More than 400 people, including Connecticut state legislators and parents, students and education experts from across the country, descended on the Law School on Saturday afternoon for a town hall meeting and symposium about education reform.

At the four-hour conference, titled “The New Politics of Education Reform: Real Change for Communities of Color,” 12 speakers and panelists offered a broad range of proposals for how to close the education achievement gap between African-American and Latino students and white suburban students. Policy suggestions included strengthening relationships between students and teachers, issuing federal education vouchers and increasing funding for pre-kindergarten programs. Campaign Learn, a partner organization of the Yale Black Men’s Union and the Black Student Alliance at Yale, sponsored the conference.

“African-American students sat down at lunch counters in February 1960 to demand equal rights,” panelist Howard Fuller, a professor of education at Marquette University, said during the program’s symposium. “Now, they can sit at the lunch counter, but they can’t read the menu.”

During the two-hour panel of experts that took place during the conference, four panelists debated policy solutions for bringing about education reform and discussed why it is so difficult to achieve. Connecticut has the largest achievement gap in the country, said Daneille K. Smith ’06, who moderated the panel.

President Barack Obama’s Race to the Top program will only work if it changes how the country’s public schools are run on a fundamental level and if “we make sustainable programs and not use money to keep schools running the same as they were before,” said Anthony Colón, former senior manager for education investment strategies at the Washington, D.C.-based, non-profit Fight For Children.

Steve Perry, the principal of Capital Prep Magnet School in Hartford and a CNN education contributor, questioned why the government does not use vouchers to allow parents to pay for their children to get educated at schools of their choosing when the government does give vouchers for student loans, Medicaid and relocating people to new houses. Education vouchers would allow parents to send their children to schools other than the public schools to which they are assigned, Perry said.

“We need to create policies that allow students to select which schools they want to go to, and if they get in they can go,” he said.

Deborah McGriff, a director of the national non-profit the National Alliance for Public Charter Schools and former general superintendent of the Detroit Public Schools, said local governments need to think about the possibility of running online schools, which would use the Internet to educate children, and, more broadly, about how to make families aware of the range of educational opportunities available to them.

At a town hall meeting before the panel, audience members discussed their experiences with Connecticut’s public school systems and gave general suggestions for education reform. Principals, parents and one student said there needs to be a stronger bond between teachers and students.

State Rep. Douglas McCrory said what is missing in Connecticut’s public school system is “students’ relationships with teachers.” He said parents need to go to their local Board of Education meetings and that “they are not angry enough when students are pushed out of schools.”

John Goetz, the current principal at Stamford High School and a graduate of the New Haven public school system, said having qualified and caring teachers is key to the students’ development inside and outside the classroom. Goetz said that when he was in high school, two of his own teachers got him a prom ticket, bought his tuxedo for him and found him a date.

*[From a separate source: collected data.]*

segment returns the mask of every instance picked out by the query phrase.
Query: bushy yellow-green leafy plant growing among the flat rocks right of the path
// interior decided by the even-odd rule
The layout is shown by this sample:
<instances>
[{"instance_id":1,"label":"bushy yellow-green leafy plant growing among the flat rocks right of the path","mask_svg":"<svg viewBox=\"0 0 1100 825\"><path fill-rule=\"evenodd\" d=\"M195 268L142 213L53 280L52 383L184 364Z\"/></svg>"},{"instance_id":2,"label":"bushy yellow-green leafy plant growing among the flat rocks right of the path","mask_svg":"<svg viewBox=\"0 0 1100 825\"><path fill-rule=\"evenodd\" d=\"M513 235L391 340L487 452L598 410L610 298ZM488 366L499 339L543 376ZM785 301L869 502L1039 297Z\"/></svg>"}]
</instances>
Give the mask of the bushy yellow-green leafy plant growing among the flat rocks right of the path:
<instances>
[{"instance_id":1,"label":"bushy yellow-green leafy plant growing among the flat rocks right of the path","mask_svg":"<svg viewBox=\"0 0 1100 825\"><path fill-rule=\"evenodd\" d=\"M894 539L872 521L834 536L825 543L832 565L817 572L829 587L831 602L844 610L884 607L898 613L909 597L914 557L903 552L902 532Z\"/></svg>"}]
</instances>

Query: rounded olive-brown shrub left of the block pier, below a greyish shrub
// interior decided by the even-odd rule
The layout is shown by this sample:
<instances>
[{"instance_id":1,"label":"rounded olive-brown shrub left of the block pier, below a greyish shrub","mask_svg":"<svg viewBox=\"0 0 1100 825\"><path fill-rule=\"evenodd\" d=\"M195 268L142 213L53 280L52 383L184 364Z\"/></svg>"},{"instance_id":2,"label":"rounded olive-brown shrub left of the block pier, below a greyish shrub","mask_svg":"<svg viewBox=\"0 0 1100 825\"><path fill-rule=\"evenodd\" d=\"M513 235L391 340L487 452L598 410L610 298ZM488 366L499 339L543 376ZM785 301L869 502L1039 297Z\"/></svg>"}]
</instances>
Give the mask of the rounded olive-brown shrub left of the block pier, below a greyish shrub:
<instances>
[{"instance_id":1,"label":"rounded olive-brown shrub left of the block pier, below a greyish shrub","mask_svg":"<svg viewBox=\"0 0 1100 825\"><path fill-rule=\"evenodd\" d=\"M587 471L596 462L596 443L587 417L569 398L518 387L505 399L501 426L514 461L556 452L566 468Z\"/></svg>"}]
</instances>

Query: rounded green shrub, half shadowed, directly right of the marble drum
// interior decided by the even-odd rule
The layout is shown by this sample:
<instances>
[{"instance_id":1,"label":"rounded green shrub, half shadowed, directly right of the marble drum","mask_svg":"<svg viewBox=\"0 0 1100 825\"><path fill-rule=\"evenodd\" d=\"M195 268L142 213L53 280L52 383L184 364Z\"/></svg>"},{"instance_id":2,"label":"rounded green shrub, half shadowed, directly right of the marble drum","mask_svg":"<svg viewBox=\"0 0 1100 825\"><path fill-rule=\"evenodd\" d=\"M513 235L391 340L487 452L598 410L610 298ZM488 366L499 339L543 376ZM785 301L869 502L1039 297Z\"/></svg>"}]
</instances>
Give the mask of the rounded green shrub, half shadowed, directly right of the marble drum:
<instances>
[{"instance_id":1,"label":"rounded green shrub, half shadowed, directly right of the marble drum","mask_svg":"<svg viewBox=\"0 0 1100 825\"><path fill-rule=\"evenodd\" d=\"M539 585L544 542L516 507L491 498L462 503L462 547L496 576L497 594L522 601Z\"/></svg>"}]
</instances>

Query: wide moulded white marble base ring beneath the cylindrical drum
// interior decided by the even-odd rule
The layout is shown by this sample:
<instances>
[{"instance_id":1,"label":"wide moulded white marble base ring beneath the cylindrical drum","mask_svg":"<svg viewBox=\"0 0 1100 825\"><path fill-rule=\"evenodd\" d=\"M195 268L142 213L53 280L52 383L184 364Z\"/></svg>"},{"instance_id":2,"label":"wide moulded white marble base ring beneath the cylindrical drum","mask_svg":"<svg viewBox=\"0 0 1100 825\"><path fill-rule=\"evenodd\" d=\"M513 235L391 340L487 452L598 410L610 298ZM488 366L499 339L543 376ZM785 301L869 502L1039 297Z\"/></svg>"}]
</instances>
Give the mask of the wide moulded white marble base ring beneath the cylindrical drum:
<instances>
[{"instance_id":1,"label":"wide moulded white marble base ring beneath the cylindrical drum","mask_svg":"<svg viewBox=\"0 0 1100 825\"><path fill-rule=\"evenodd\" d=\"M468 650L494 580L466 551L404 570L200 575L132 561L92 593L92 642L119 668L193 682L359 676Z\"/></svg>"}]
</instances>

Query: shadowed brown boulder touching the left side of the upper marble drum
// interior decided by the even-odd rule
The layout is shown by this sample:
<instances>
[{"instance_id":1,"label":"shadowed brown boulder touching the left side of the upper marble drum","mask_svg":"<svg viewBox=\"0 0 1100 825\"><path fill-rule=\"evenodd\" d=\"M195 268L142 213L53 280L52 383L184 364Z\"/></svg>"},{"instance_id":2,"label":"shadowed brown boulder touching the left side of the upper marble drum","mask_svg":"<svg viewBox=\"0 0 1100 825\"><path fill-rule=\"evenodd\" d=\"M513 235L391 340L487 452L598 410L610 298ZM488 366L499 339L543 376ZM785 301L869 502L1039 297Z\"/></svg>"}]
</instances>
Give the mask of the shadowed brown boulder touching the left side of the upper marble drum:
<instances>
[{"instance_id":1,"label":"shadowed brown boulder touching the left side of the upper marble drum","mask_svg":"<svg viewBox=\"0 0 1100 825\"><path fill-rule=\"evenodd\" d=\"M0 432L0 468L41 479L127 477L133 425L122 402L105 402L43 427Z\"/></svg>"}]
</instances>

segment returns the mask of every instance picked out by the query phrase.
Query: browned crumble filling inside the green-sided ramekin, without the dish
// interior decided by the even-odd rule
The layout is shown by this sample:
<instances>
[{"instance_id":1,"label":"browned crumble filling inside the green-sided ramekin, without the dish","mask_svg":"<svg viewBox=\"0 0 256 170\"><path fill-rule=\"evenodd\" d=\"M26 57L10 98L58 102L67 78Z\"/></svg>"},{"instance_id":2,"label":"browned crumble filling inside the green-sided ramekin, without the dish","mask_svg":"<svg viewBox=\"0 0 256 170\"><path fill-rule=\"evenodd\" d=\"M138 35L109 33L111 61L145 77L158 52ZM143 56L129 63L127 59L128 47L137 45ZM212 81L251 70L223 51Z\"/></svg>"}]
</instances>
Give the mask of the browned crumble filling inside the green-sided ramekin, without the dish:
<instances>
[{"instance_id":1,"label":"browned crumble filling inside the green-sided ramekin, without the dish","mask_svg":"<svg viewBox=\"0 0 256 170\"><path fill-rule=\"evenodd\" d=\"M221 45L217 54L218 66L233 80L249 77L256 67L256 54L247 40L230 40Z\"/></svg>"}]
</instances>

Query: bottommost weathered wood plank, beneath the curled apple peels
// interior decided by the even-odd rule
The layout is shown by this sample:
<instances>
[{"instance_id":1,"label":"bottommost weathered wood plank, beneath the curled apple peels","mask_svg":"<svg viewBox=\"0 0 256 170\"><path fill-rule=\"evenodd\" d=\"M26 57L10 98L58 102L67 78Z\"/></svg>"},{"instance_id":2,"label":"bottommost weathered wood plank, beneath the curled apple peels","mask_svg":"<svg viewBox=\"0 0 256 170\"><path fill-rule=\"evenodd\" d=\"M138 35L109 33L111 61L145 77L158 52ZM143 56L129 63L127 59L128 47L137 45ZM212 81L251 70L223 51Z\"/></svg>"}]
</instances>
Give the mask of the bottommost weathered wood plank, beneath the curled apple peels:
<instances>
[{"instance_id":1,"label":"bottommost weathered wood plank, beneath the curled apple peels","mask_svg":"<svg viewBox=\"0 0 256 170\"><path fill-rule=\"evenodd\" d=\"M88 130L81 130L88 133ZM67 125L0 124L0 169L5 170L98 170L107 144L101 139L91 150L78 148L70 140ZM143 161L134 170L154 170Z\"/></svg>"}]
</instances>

Still, legislators, parents and students in attendance said too many students are dropping out of high school and that fixing that problem is integral to education reform.

“Some of my friends don’t make it to senior year — they tell me that our principal wants them to go to another school because they are not meeting requirements,” said a student at New Haven’s James Hillhouse Comprehensive High School. “If students are pushed out, they will either end up dead or in jail. Students need adults to communicate with — if not, you get violence.”

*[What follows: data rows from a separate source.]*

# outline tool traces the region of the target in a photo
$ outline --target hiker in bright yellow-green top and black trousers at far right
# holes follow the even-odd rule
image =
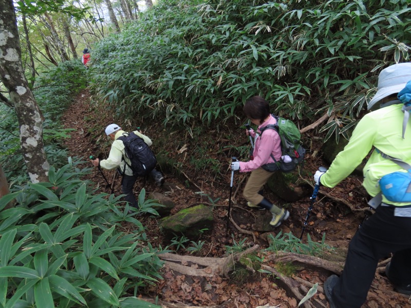
[[[411,202],[390,201],[380,194],[379,186],[383,176],[406,172],[393,160],[384,158],[385,155],[411,164],[411,121],[404,122],[403,131],[402,108],[406,105],[401,101],[404,98],[401,93],[411,94],[411,83],[409,89],[407,85],[410,80],[411,63],[383,69],[378,77],[377,93],[368,103],[368,110],[380,109],[366,114],[329,169],[316,171],[314,175],[317,185],[334,187],[375,148],[363,169],[363,186],[371,197],[382,199],[372,201],[375,214],[363,222],[352,238],[342,275],[332,275],[324,283],[331,308],[360,308],[367,299],[378,261],[391,253],[394,255],[386,267],[386,275],[397,292],[411,295]]]

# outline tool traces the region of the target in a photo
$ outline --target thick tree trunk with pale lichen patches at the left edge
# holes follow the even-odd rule
[[[42,114],[24,75],[13,0],[0,0],[0,78],[14,104],[20,143],[31,182],[48,180]]]

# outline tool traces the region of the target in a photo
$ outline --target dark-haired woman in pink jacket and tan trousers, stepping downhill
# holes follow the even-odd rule
[[[270,225],[278,227],[284,220],[288,219],[290,216],[289,211],[275,206],[259,194],[259,191],[272,175],[272,171],[265,170],[264,165],[274,163],[273,158],[276,161],[281,159],[281,140],[277,131],[275,129],[266,129],[264,134],[261,134],[261,129],[269,124],[276,124],[277,121],[270,113],[268,102],[259,96],[249,99],[244,105],[243,111],[246,117],[258,126],[257,132],[253,129],[246,130],[246,134],[250,134],[254,138],[254,160],[233,162],[231,170],[251,171],[242,195],[247,199],[248,206],[268,209],[273,215]]]

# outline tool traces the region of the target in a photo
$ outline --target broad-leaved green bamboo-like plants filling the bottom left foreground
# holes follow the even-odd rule
[[[128,206],[120,211],[121,196],[94,194],[78,171],[76,164],[52,167],[49,182],[0,199],[0,304],[153,307],[136,296],[161,278],[159,249]],[[17,205],[5,209],[12,199]],[[120,232],[122,221],[134,231]]]

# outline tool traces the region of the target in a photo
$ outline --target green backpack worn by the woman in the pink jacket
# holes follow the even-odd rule
[[[274,163],[261,166],[267,171],[281,170],[283,172],[291,172],[295,167],[304,162],[305,149],[301,146],[301,133],[297,126],[291,121],[284,118],[279,118],[273,115],[277,120],[277,124],[269,124],[261,129],[261,135],[266,129],[275,129],[281,139],[282,158],[276,161],[271,154]],[[284,157],[289,156],[291,161],[284,161]],[[289,160],[289,159],[288,159]]]

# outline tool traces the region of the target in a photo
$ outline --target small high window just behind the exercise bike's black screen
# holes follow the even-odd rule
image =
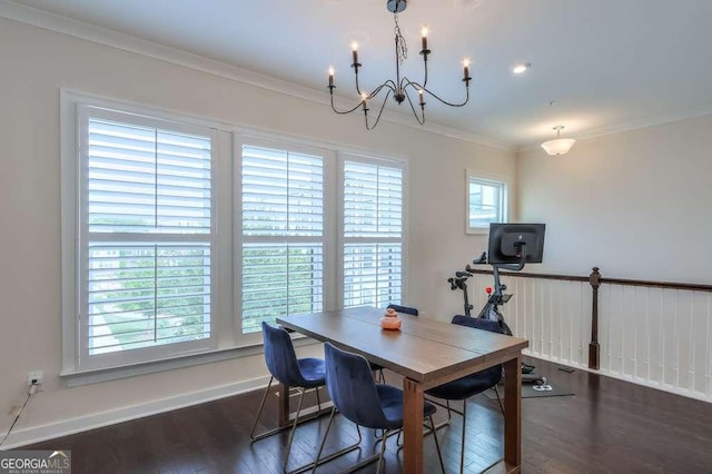
[[[467,170],[466,229],[477,234],[490,229],[490,223],[507,219],[507,186],[505,181],[483,178]]]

Panelists said the meeting could not have come at a better time because the Obama Administration has just accepted the first round of applications for its Race to the Top program. The program will allocate $4.35 billion to selected states to support their education reform efforts. Connecticut submitted a request for federal aid last week, but panelists said they are skeptical Connecticut will receive any of the Race to the Top funds until its achievement gap shrinks.

There are 20,759 students enrolled in the New Haven Public Schools.